Final answer:
To find a unit vector normal to the plane containing points P, Q, and R, calculate the vectors between these points, find the cross product of these vectors to get a normal vector, and then normalize it to have magnitude 1.
Step-by-step explanation:
To find a unit vector normal to the plane containing points P=(5,−4,0), Q=(2,0,−5), and R=(−1,−2,−3), you need to perform several steps.
Firstly, determine two vectors that are in the plane.
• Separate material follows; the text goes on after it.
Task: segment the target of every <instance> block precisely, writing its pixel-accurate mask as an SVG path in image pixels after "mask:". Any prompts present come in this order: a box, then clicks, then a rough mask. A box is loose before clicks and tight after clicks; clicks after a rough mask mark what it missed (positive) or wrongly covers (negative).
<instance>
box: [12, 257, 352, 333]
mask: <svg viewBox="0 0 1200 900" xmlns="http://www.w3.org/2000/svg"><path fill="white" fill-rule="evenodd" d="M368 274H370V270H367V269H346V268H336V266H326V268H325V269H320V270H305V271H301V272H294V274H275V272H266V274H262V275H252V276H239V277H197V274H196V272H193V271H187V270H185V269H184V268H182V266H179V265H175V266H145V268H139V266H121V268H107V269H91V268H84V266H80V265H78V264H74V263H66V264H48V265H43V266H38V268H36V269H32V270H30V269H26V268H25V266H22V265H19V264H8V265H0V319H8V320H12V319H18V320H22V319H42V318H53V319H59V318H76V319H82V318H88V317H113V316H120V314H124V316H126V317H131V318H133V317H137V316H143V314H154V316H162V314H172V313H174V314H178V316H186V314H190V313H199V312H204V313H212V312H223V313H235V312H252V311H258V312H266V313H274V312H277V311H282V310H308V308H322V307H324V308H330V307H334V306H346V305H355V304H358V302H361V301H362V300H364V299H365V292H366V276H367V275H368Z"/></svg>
This can be done by subtracting the coordinates of point Q from point P to get vector PQ, and subtracting the coordinates of point R from point Q to get vector QR.
PQ = P - Q = (5 - 2, -4 - 0, 0 - (-5)) = (3, -4, 5)
QR = Q - R = (2 - (-1), 0 - (-2), -5 - (-3)) = (3, 2, -2)
Next, calculate the cross product of vectors PQ and QR to find a vector normal to the plane :
N = PQ × QR = (i, j, k)
(3, -4, 5)
(3, 2, -2)
N = i((-4)×(-2) - 5×2) - j(3×(-2) - 5×3) + k(3×2 - (-4)×3) = i(8 - 10) - j(-6 - 15) + k(6 + 12)
N = -2i + 21j + 18k
The magnitude of N is calculated by √((-2)^2 + 21^2 + 18^2) = √(4 + 441 + 324) = √769 ≈ 27.73
Finally, divide the normal vector by its magnitude to get the unit vector normal to the plane:
Unit Normal Vector = ±(1/27.73)(-2i + 21j + 18k) = ±(-0.072i + 0.757j + 0.649k)
Therefore, the unit vectors normal to the plane are -0.072i + 0.757j + 0.649k and its opposite.